Growing Power’s Chicago Projects Office officially opened in February of 2002 to manage resource development and the technical assistance needed to assist emerging Community Food Centers and urban and small farm projects in the metropolitan Chicago area. The Chicago office has established projects that have received national recognition and exemplify the mission of the organization. In Chicago, we are currently farming over 12 acres of land within the city!
Urban Farm Sites in Chicago:
Iron Street Farm, established 2010
3333 S. Iron Street, Chicago, IL 60608
An abandoned food hub on the south side of Chicago, Iron Street Farm is a 7-acre farm and warehouse with eight hoop houses for year round production, vermicompost, mushroom production, an apiary and urban pygmy goats. Iron Street Farm is also one of two composting facilities in Chicago, recycling over 450,000 lbs of “waste” each year.

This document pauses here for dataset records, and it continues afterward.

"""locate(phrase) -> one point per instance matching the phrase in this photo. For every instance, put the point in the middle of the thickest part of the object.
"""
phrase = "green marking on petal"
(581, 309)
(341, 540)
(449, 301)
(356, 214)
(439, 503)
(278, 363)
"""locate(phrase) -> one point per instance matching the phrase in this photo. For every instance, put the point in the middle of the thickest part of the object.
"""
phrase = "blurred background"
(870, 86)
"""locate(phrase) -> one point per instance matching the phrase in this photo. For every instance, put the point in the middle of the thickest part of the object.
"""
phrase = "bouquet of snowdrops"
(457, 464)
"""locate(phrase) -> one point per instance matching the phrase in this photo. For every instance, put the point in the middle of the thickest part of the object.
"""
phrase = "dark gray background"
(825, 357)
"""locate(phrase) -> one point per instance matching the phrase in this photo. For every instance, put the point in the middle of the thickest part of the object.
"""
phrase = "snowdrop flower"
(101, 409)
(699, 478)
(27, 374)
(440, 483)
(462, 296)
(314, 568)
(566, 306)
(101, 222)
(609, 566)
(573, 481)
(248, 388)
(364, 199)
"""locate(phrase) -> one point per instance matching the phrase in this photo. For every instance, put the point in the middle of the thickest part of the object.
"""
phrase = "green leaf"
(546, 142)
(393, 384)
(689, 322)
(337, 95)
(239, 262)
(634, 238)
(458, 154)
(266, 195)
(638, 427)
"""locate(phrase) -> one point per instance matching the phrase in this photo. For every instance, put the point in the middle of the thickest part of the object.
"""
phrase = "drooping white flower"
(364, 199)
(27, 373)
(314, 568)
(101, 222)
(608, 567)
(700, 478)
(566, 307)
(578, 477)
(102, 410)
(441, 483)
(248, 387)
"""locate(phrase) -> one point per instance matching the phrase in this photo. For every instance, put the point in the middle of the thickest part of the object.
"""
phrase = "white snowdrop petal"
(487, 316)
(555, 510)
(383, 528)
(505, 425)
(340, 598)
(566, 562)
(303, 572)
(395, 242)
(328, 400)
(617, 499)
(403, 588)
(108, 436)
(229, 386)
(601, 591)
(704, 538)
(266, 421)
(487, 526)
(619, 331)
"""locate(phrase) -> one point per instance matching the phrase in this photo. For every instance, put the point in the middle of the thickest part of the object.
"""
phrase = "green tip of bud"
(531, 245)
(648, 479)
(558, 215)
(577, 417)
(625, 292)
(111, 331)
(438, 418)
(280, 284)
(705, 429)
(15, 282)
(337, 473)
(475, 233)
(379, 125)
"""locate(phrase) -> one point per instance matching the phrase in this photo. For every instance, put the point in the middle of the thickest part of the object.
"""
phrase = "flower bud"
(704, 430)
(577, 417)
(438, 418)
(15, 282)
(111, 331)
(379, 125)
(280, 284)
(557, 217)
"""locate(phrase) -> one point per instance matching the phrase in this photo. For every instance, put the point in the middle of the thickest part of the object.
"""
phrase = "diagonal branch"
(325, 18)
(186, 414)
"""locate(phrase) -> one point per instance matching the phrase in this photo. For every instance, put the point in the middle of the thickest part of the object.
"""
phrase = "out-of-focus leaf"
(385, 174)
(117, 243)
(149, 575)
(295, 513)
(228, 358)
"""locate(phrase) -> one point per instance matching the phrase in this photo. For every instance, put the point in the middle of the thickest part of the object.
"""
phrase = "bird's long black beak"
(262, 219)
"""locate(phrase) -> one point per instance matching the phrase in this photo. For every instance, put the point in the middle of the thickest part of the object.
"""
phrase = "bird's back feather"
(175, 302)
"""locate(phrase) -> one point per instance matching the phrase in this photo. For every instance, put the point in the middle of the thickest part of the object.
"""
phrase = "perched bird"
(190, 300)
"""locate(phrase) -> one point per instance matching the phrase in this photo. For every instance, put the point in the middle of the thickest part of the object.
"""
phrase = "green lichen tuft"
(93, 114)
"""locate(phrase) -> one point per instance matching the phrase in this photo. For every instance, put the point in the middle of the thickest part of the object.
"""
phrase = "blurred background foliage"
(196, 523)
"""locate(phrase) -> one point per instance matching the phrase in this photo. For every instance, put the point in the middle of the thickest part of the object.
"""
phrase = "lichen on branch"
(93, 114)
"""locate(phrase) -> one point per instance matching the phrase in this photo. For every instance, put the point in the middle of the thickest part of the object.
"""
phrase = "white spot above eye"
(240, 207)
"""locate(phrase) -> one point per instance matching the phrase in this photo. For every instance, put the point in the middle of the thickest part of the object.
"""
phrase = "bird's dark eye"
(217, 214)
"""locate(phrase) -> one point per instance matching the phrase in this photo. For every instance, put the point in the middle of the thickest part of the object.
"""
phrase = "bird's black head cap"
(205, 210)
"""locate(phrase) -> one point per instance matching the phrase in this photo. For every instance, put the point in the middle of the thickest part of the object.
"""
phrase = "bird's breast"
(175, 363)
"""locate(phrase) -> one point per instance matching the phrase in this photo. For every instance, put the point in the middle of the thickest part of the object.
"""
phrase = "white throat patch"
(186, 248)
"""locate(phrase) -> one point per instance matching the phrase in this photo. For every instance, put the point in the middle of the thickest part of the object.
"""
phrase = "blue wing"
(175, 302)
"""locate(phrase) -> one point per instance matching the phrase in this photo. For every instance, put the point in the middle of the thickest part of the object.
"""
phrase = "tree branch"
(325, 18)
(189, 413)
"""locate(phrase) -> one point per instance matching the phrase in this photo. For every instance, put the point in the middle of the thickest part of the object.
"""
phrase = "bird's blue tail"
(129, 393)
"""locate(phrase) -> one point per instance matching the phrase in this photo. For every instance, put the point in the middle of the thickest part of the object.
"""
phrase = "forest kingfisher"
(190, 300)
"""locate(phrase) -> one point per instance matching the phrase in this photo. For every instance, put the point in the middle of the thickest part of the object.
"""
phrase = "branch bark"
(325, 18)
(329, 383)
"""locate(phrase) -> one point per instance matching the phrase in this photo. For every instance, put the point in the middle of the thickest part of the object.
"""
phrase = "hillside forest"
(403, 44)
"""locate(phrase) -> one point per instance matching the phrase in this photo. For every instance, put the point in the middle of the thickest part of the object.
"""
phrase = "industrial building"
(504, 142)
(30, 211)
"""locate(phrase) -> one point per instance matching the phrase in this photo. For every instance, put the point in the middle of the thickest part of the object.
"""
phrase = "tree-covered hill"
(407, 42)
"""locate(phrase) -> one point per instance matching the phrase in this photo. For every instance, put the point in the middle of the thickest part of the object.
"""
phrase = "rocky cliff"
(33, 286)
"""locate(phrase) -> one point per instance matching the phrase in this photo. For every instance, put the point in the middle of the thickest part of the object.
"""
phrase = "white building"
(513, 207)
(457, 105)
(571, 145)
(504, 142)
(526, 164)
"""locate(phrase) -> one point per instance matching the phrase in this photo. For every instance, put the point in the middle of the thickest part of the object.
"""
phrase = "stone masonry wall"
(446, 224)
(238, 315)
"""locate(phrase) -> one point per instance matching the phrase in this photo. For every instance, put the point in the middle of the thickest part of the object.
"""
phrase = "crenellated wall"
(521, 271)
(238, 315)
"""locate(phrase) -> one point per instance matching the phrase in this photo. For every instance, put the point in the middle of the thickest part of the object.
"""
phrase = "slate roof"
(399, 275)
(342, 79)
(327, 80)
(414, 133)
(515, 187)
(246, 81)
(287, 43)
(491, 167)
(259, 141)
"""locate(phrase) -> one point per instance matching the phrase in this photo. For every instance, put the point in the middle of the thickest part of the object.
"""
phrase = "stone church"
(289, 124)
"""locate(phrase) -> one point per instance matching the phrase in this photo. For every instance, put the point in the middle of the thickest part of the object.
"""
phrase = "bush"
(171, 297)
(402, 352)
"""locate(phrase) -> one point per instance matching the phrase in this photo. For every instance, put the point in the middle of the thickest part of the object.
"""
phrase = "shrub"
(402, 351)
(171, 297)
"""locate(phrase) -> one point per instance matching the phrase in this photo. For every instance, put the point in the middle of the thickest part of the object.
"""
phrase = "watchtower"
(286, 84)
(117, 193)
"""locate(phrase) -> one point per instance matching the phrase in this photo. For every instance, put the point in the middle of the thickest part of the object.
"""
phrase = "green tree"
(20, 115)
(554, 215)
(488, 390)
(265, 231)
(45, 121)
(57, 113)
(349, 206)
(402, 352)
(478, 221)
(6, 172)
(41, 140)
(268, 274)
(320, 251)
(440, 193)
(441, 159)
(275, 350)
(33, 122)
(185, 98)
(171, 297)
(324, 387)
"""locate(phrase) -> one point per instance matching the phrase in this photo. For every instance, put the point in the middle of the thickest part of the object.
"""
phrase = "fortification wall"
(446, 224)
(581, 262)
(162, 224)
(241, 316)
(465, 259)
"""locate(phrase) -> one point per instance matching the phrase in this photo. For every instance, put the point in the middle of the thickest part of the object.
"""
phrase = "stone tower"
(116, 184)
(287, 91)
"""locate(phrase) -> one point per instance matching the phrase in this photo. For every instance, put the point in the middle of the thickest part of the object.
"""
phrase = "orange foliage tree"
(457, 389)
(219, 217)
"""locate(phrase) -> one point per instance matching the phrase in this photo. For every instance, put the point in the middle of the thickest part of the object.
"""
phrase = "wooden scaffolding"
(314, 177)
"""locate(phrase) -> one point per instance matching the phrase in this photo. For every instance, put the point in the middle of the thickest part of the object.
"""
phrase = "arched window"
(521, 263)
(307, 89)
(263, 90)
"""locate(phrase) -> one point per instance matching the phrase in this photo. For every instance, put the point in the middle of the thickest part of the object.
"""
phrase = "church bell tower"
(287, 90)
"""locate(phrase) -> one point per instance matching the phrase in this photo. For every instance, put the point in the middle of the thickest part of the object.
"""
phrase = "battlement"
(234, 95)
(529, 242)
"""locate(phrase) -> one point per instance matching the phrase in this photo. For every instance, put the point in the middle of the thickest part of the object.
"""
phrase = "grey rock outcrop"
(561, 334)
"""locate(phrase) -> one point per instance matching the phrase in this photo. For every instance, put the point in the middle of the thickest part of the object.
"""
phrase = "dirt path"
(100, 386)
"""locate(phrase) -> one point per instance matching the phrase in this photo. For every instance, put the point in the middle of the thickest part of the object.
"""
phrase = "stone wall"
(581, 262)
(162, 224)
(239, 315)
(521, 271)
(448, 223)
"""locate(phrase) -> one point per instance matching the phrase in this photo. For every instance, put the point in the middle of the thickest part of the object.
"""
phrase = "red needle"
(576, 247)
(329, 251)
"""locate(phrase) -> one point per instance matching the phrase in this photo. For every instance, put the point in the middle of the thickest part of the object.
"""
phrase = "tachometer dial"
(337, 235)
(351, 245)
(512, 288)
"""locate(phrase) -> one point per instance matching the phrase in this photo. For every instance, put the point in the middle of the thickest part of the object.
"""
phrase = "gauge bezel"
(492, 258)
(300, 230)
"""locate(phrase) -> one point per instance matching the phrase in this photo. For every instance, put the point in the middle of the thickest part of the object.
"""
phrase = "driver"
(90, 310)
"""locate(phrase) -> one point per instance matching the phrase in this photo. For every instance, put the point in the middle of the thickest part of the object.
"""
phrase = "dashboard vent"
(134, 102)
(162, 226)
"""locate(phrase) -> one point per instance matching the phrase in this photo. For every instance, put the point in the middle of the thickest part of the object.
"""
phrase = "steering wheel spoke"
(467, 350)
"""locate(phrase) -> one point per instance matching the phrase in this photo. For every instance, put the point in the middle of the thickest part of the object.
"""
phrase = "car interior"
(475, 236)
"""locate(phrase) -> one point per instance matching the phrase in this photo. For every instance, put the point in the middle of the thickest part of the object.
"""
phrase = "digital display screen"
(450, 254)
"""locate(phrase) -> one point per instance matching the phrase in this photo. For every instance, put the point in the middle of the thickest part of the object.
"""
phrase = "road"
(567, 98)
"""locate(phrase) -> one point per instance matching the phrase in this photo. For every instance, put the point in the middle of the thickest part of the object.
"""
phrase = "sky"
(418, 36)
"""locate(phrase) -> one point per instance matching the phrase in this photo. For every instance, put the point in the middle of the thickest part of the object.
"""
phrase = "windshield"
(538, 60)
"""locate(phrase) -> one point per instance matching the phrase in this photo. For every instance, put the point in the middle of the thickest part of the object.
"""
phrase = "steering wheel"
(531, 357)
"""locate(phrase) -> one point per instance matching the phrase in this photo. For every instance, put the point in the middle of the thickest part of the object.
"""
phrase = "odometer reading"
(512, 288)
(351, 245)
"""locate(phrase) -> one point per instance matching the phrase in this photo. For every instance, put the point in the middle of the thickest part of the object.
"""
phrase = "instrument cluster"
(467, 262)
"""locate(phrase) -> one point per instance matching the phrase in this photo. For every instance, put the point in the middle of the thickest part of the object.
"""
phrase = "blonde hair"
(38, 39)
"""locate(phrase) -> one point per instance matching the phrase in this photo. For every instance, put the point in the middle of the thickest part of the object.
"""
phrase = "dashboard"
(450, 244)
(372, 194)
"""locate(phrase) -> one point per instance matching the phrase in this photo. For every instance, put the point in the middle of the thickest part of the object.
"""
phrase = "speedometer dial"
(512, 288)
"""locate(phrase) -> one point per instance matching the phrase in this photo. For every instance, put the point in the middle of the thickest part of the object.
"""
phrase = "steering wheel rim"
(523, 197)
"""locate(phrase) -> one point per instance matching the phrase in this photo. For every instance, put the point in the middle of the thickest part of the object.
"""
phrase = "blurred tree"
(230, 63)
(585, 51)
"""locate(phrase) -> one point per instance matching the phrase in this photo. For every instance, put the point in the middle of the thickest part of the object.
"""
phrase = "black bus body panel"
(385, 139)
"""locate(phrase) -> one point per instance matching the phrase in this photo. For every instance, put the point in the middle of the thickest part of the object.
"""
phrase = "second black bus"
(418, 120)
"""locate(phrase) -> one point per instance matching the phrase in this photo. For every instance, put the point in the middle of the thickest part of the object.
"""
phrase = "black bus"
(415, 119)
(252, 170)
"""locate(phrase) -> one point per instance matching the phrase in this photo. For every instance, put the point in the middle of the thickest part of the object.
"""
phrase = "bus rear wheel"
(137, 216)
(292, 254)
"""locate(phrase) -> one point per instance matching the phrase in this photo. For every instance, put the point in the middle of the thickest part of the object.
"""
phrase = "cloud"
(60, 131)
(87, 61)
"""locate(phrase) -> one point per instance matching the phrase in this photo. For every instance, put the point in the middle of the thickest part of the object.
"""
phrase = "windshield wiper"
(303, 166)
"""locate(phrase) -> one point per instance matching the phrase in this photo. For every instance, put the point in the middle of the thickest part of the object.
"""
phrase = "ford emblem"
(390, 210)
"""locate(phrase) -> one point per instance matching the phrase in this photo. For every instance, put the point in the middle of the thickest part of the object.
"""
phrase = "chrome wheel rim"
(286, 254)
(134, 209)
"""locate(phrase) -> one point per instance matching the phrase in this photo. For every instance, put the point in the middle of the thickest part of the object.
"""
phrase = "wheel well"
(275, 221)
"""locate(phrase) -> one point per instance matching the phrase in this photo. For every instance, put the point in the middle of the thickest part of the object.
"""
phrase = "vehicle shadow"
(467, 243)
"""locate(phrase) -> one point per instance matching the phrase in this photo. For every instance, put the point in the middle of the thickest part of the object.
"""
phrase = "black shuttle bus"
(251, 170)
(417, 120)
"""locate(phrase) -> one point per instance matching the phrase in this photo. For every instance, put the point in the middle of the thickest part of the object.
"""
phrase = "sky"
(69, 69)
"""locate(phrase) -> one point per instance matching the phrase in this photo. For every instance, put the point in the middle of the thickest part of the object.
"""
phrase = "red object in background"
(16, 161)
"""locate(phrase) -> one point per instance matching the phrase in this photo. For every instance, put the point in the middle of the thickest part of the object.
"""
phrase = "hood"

In partnership with the Chicago Park District, this “landscaped” urban farm demonstrates how to grow an abundance of vegetables, culinary herbs and edible flowers in a beautiful and productive way. Teens are trained on this site to grow food and give tours to the approximately 10,000 people who walk past this site annually.
Jackson Park Urban Farm and Allotment Garden, established 2006
Near the intersection of Stoney Island and Marquette Avenue
The Jackson Park garden is a place where neighbors can come together to grow good, safe food on the South Side. Over 20 community gardeners steward this land preserved by the Chicago Park District.
This dynamic urban farm is a Chicago Housing Authority (CHA) project with over 3-acres of growing space. The site has 8 hoop-houses for year-round production and an active apiary. During the summer months, 100 teens are employed on the site, learning farming, culinary, composting and active transport of produce. During the school year, in partnership with Carver High School and After School Matters, 15 teens are employed on the site.
Roosevelt Square Youth Farm, established 2011
Intersection of Washburne and Loomis Street, Chicago, IL
In the heart of Chicago Housing Authority’s Abla and Roosevelt Square homes lies our one-acre urban farm, run by neighboring youth. With the assistance of the senior home next door to the farm, teens gauge what to grow based on demand, and sell their produce at an on-site market weekly during the growing season. This farm is a partnership between Growing Power, CHA and After School Matters.
Educare Preschool Farm
Educare Chicago is a high-quality Early Head Start and Head Start program in Chicago’s Grand Boulevard community.
Educare helps prepare children for kindergarten and a lifetime of school success. Their program offers a safe, comfortable, and fun environment that inspires a child’s natural curiosity and help him or her develop a lifelong love of learning. Educare’s education and family support services will give the tools needed to help their child realize his or her full potential.
Each classroom at Educare has it’s own garden plot that is planned and planted by the children. The school has a larger farm that children help plant, maintain, and harvest. The harvested produce is given to families with children at the facility.
South Chicago Farm
Clara Shaffer Park, located at 8900 S. Green Bay Avenue, was established in 2015 to serve the residents of South Chicago. This 15-acre site is designed to engage residents in both food and fitness activities. The park has walking trails, along with an urban farm and community garden managed by Growing Power, Inc. In 2015, Growing Power, along with two incubator farmers, began to develop the urban farm site. In 2016, we will engage 15 to 30 area teens in a summer job training program and create an acre of community garden space to begin programming the park and engage the broader community. We are also expanding the number of incubator farmers to five individuals, as well as adding up to 100 plots for neighborhood gardeners.
The farm and community garden at Shaffer Park serves three functions. These programs will provide training, mentoring, and coaching for individuals to obtain increased agricultural and growing capacity, with a focus on individuals from economically disadvantaged ‘food desert’ communities.
Did you know?
Growing Power Chicago annually trains and employs over 300 city youth in urban agriculture and community food system development. Through their work in urban gardens and greenhouses, the Chicago Youth Corps learned how to grow soil, vegetables, herbs, flowers and launched a unique line of hand-crafted beauty, culinary, and craft products.